3. Income taxes are dischargeable under certain circumstances. Hearing that alone makes clients sigh with relief. The basics are that the taxes had to be due more than 3 years prior to filing bankruptcy; you had to have actually filed your taxes 2 years prior to filing bankruptcy; the taxes had to be assessed by the tax authority more than 240 days prior to filing; and you had to have not committed any kind of fraud or crimes relating to the filing. The rules apply to state income tax authorities (not usually an issue in Texas unless you moved from another state) as well as the IRS, and only apply to income tax (e.g. 1040), not to other kinds of taxes such as employee withholding (e.g. 941).

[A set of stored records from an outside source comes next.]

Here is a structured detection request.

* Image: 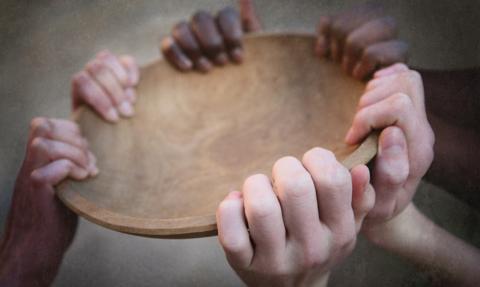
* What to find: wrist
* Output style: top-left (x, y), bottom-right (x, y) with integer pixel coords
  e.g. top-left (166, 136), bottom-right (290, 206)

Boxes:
top-left (0, 230), bottom-right (61, 286)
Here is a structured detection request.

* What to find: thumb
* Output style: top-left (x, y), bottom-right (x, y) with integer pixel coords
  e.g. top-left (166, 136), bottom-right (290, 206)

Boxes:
top-left (238, 0), bottom-right (262, 33)
top-left (350, 165), bottom-right (375, 233)
top-left (368, 126), bottom-right (409, 223)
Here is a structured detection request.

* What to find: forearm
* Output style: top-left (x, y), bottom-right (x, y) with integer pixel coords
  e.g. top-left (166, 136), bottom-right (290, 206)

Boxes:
top-left (0, 234), bottom-right (60, 287)
top-left (366, 204), bottom-right (480, 286)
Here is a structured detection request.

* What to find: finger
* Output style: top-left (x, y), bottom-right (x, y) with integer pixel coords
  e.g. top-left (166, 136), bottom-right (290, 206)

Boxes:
top-left (119, 55), bottom-right (140, 87)
top-left (273, 157), bottom-right (322, 245)
top-left (30, 137), bottom-right (91, 170)
top-left (374, 63), bottom-right (409, 78)
top-left (97, 50), bottom-right (130, 88)
top-left (192, 11), bottom-right (228, 65)
top-left (345, 93), bottom-right (434, 177)
top-left (87, 59), bottom-right (134, 117)
top-left (358, 70), bottom-right (426, 112)
top-left (238, 0), bottom-right (262, 33)
top-left (72, 71), bottom-right (119, 122)
top-left (30, 117), bottom-right (88, 149)
top-left (125, 88), bottom-right (137, 104)
top-left (31, 159), bottom-right (89, 186)
top-left (217, 191), bottom-right (253, 268)
top-left (217, 7), bottom-right (243, 63)
top-left (330, 5), bottom-right (383, 61)
top-left (353, 40), bottom-right (408, 80)
top-left (172, 22), bottom-right (213, 73)
top-left (161, 37), bottom-right (193, 72)
top-left (345, 93), bottom-right (416, 144)
top-left (302, 148), bottom-right (354, 233)
top-left (315, 16), bottom-right (332, 58)
top-left (243, 175), bottom-right (285, 262)
top-left (368, 127), bottom-right (409, 222)
top-left (342, 17), bottom-right (397, 74)
top-left (350, 165), bottom-right (375, 233)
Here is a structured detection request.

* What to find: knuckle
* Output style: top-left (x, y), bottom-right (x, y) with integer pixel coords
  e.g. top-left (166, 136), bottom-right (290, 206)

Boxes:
top-left (30, 137), bottom-right (51, 152)
top-left (318, 162), bottom-right (351, 190)
top-left (345, 34), bottom-right (365, 54)
top-left (278, 173), bottom-right (315, 198)
top-left (390, 93), bottom-right (413, 113)
top-left (30, 117), bottom-right (50, 133)
top-left (247, 197), bottom-right (277, 223)
top-left (406, 70), bottom-right (422, 85)
top-left (301, 244), bottom-right (330, 269)
top-left (334, 227), bottom-right (357, 255)
top-left (160, 37), bottom-right (174, 53)
top-left (382, 161), bottom-right (409, 186)
top-left (243, 173), bottom-right (269, 192)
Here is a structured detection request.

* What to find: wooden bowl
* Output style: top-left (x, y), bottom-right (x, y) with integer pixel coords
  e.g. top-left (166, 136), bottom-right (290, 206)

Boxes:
top-left (57, 34), bottom-right (377, 237)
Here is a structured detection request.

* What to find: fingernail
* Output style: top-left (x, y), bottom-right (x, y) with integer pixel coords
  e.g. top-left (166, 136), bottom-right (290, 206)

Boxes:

4. Some debts are nondischargeable, and some transactions can lead to problems for other people besides you. Most taxes, child support, alimony, divorce property settlements, debts incurred by fraud, and other kinds of debts can’t be discharged in bankruptcy. Student loans can be discharged, but it’s very difficult – you have to file a separate lawsuit in the bankruptcy and have to show that you really can never pay them back. Also, if you give away property or sell it for less than it’s worth, a bankruptcy trustee can sue the person you transferred it to and distribute the proceeds of the lawsuit to your creditors. The trustee can also sue a creditor (including a family member!) whom you recently repaid.

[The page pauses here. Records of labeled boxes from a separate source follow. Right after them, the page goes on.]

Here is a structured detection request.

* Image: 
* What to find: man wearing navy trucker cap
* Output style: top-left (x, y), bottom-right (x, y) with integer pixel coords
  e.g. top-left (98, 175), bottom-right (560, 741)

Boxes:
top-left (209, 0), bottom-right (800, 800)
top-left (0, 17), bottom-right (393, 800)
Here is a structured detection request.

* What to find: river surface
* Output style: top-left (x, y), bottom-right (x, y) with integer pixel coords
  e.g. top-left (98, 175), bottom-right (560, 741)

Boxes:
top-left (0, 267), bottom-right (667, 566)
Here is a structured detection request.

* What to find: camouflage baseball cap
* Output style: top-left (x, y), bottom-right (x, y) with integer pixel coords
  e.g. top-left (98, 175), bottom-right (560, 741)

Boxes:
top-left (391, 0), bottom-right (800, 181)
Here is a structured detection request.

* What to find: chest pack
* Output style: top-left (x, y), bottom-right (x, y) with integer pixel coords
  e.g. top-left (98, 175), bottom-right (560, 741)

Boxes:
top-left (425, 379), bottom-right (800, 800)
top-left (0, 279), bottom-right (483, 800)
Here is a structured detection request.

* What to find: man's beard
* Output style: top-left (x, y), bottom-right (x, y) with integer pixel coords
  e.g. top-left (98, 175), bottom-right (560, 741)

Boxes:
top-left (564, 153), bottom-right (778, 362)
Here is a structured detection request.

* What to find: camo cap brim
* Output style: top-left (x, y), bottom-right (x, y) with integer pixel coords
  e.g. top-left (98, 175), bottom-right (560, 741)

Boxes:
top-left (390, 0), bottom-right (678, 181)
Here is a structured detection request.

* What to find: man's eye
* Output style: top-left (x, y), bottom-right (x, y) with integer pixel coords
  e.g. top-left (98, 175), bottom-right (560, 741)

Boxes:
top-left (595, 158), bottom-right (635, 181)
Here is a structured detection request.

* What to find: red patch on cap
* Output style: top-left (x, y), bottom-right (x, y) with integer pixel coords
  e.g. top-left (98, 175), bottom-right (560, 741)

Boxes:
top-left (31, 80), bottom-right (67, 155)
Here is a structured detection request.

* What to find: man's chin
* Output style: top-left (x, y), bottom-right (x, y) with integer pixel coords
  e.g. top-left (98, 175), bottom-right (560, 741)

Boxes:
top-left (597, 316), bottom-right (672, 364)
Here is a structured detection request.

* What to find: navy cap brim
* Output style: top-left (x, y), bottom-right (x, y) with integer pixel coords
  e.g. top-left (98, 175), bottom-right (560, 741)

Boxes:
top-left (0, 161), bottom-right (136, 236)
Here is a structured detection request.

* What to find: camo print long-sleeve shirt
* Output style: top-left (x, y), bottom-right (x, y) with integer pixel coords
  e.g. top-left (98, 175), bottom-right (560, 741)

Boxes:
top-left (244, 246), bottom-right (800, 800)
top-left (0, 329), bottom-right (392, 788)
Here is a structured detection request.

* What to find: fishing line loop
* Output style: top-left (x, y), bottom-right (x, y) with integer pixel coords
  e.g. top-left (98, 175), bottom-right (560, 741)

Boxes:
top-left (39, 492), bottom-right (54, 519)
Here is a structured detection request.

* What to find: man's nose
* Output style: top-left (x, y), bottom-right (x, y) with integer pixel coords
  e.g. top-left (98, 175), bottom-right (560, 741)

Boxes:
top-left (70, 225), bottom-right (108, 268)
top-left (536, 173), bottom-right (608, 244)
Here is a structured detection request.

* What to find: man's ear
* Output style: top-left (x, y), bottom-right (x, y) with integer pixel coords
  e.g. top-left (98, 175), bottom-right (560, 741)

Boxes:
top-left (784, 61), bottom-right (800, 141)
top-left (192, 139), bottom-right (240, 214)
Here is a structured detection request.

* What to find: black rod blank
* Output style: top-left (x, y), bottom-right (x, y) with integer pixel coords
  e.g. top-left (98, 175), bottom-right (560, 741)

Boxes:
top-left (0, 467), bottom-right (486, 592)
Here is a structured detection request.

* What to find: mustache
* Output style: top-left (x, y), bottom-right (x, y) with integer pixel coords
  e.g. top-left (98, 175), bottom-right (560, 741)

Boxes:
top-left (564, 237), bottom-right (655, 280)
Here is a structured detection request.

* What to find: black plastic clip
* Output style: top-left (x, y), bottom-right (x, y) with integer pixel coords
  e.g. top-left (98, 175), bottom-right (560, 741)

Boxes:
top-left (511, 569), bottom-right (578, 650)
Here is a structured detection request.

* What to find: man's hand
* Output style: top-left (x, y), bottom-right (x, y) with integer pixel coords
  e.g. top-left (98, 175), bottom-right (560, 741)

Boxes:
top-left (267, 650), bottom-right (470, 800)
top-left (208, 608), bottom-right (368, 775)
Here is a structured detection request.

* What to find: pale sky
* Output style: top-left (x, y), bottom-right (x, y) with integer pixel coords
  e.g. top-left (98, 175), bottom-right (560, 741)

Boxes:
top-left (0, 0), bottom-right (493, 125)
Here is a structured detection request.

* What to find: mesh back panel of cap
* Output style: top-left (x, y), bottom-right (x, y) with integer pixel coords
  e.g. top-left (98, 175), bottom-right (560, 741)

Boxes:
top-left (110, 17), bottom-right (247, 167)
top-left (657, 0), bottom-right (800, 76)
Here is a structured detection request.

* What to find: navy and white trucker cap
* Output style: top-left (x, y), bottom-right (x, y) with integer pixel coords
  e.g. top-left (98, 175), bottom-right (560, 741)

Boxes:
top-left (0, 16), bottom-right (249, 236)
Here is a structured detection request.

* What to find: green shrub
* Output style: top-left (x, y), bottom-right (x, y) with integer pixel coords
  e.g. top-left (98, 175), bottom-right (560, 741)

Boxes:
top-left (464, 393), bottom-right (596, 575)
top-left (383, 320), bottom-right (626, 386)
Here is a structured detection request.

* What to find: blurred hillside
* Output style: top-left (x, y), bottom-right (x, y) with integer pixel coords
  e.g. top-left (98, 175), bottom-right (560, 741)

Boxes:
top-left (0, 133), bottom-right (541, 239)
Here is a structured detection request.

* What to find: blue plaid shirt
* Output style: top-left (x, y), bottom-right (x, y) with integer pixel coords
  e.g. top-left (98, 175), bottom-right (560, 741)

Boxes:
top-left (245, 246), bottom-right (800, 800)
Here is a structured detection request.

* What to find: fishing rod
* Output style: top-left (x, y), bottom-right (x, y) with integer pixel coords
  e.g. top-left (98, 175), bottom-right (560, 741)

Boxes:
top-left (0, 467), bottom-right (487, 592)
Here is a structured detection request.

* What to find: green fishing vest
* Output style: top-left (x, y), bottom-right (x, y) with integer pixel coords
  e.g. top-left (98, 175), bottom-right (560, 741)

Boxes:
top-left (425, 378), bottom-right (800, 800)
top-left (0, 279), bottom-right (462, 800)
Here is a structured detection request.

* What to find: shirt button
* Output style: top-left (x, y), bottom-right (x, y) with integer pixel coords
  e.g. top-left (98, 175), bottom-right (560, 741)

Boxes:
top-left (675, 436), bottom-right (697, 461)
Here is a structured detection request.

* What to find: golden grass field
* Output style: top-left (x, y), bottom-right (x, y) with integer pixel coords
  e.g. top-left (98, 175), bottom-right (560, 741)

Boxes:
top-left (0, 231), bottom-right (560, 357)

5. Effects of bankruptcy: The effects on your credit are not nearly what they’re made out to be in the media. Though Chapter 7 is listed on your credit record for 10 years, it doesn’t affect your score for that long. Mortgage bankers and former clients have both told me that your credit recovers in about 2 years as long as you do the right things – reaffirm some debts and/or get new accounts after bankruptcy, and pay timely every month. It’s not rocket science to figure out why this happens – you just filed bankruptcy so you can’t file again for 8 years; you (probably) have an income; you have no other debt. If I am a lender, you look better to me than most Americans, who have debt and can file bankruptcy to discharge my loan to them at any time. You are actually more likely to pay me back. One caveat – among many – is that I’ve been told that you won’t qualify for a government-backed mortgage for 4 years now, up from 3 before the mortgage crisis.
The other effect clients ask about is in hiring. It is against the law for an employer to discriminate against you for filing bankruptcy, and I have heard from HR people that as long as you are not applying for a senior or sensitive position, it won’t be an issue as long as you disclose it if asked. The main thing is to have a sympathetic story to tell the employer – that your bankruptcy was caused by a business failure, or illness, or layoff, or divorce (these are the reasons why most people file anyway); or at the very least be able to talk about what you learned from the experience of filing. There are still some people out there who may not listen to your reasons and just cross you off the list, but honestly you did not want to work for those people anyway!
The bottom line is that Chapter 7 is usually the quickest, least expensive, and most comprehensive way to deal with debt. In a future post, I will talk about the alternatives to bankruptcy and give the pros and cons of each.